Second, we explored how improving genetic models of gene expression in underpowered ancestries can help us challenge or recapitulate results from European TWAS studies. To this end, we investigated TWAS results for white blood cell (WBC) count using Monocyte gene models developed for European, African American, and Hispanic populations; we focus on 4 associations that were consistent across at least two populations: PHTF1, LAMTOR2, PTPN22, and LMNA (Figure 5C, Supplementary Table 18). PHTF1 was not evaluated in African-ancestry TWAS with LASSO because the gene model R2 was not significantly greater than 0. However, MAGEPRO improved this gene expression prediction model and identified a positive association with WBC count, recapitulating findings from the European population (Figure 5C, Supplementary Figure 21). PHTF1 has been associated with other immune-mediated diseases, such as type 1 diabetes in early genetic studies67. Additionally, differential expression analysis has shown that this gene is overexpressed in patients with acute lymphoblastic leukemia68, a condition characterized by the overproduction of immature white blood cells. This indicates that PHTF1 is a plausible candidate for regulating white blood cell count and extreme dysregulation of this gene may be linked to forms of leukemia. Furthermore, leveraging MAGEPRO to improve the genetic model of gene expression for LAMTOR2 by 54% resulted in a new association for individuals of African ancestry, which is consistent with findings from European TWAS (Figure 5C, Supplementary Figure 21). Previous work shows that experimental knockout of LAMTOR2 results in an expansion of conventional dentritic cells in mice69 and the deficiency of this gene causes immunodeficiency syndromes in humans70,71. The replication across ancestries and the layers of evidence in the literature suggest that LAMTOR2 is another candidate regulator of white blood cell count in humans. PTPN22, a well-known regulator of immune signaling72–76, and LMNA, a major component of the mammalian lamina with important functions in immune cells77, was also identified by TWAS for both African and European ancestries using either LASSO or MAGEPRO models. Our findings demonstrate that applying MAGEPRO to improve genetic models of gene expression in understudied populations can help identify potentially causal disease/trait-associated genes that replicate across different ancestries.
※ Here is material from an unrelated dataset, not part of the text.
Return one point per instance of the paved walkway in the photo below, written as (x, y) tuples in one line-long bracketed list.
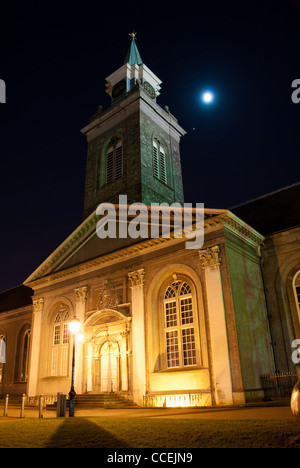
[(271, 410)]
Third, we evaluated MAGEPRO’s capacity to identify ancestry-specific gene-trait associations. To achieve this, we analyzed genes with a gene expression prediction R2 significantly greater than 0 in both LASSO and MAGEPRO and used the better-performing model for TWAS. We identified 137 associations in African or Hispanic populations which were not found in European TWAS (Supplementary Table 19). Among these, 13 genes were exclusively identified by MAGEPRO, 5 by LASSO, and 119 by both methods. Notably, MAGEPRO improved the predictive performance of the UBAP2L Monocyte gene model in the African American population, modestly raising the R2 from 0.10 (LASSO) to 0.11. As a result, MAGEPRO detected an association between UBAP2L and neutrophil count (NEU) (z = −6.02), which was not found by any European model across monocyte, LCL and whole blood tissues. Previous experimental studies have demonstrated that UBAP2L plays a crucial role in the regulation of long-term hematopoietic stem cells78, supporting its potential as a candidate regulator of neutrophil counts.
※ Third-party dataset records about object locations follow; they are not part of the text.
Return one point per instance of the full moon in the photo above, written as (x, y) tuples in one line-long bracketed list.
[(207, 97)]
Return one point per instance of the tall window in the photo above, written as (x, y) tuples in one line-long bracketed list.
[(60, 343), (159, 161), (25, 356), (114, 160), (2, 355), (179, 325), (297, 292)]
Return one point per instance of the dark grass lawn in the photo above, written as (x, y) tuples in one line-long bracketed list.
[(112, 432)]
Lastly, we sought to use MAGEPRO to identify disease-critical roles specifically for genes that lacked a predictive LASSO model (R2 not significantly positive), and thus could not be previously analyzed by TWAS. In this category, MAGEPRO offered 3,195 new gene models across 7 eQTL cohorts. The cis-genetic effects of these genes were inherently difficult to model due to the low heritability of gene expression (average , lowest quantile in Figure 3D). Nevertheless, MAGEPRO enhanced the average R2 of these models from 0.0047 with LASSO to 0.031 (a 560% increase). Applying these newly modeled genes to TWAS across all 66 traits yielded 981 associations at Bonferroni significance, where a different threshold was determined for each of 7 eQTL cohorts (Figure 6, Supplementary Table 20). Several of these associations recaptiulate existings results from colocalization analysis using European GWAS. For example, European MAGEPRO models identified an association of IRF879 to monocyte count (MON) and RCCD180,81 to red blood cell distribution width (RDW), which are consistent with European colocalization analyses82,83 (Figure 6). Additionally, some of these associations replicate previously reported European TWAS results in an understudied ancestry. For instance, the relationship between FAM234 and mean corpuscular hemoglobin concentration (MCHC) has been established in European TWAS84–86, but to our knowledge has not been reported using genetic associations from individuals of African ancestry until now (Figure 6).
The new MAGEPRO gene models also resulted in biologically plausible novel findings. For example, African American MAGEPRO models for whole blood identified an association between SH2D1B and SLAMF8 to both neutrophil count (NEU) and white blood cell (WBC) count (Figure 6). Multiple lines of evidence support that the proteins encoded by these two genes interact to control immune response87,88,89, and some studies have promoted SLAM receptors as potential therapeutic targets for immune-mediated diseases90. Improved European genetic models of gene expression for whole blood also revealed an association between PIGB and heart failure, as well as NOC3L and asthma (Figure 6). Genetic variation in PIGB causes defects in glycosylphosphatidylinositol (GPI) biosynthesis91, which has been linked to cardiomyopathy from clinical outcome data92. The mammalian homolog of NOC3L, called FAD24, regulates the development of adipocytes93, which release adiponectin, a hormone that controls inflammation and is linked to asthma94.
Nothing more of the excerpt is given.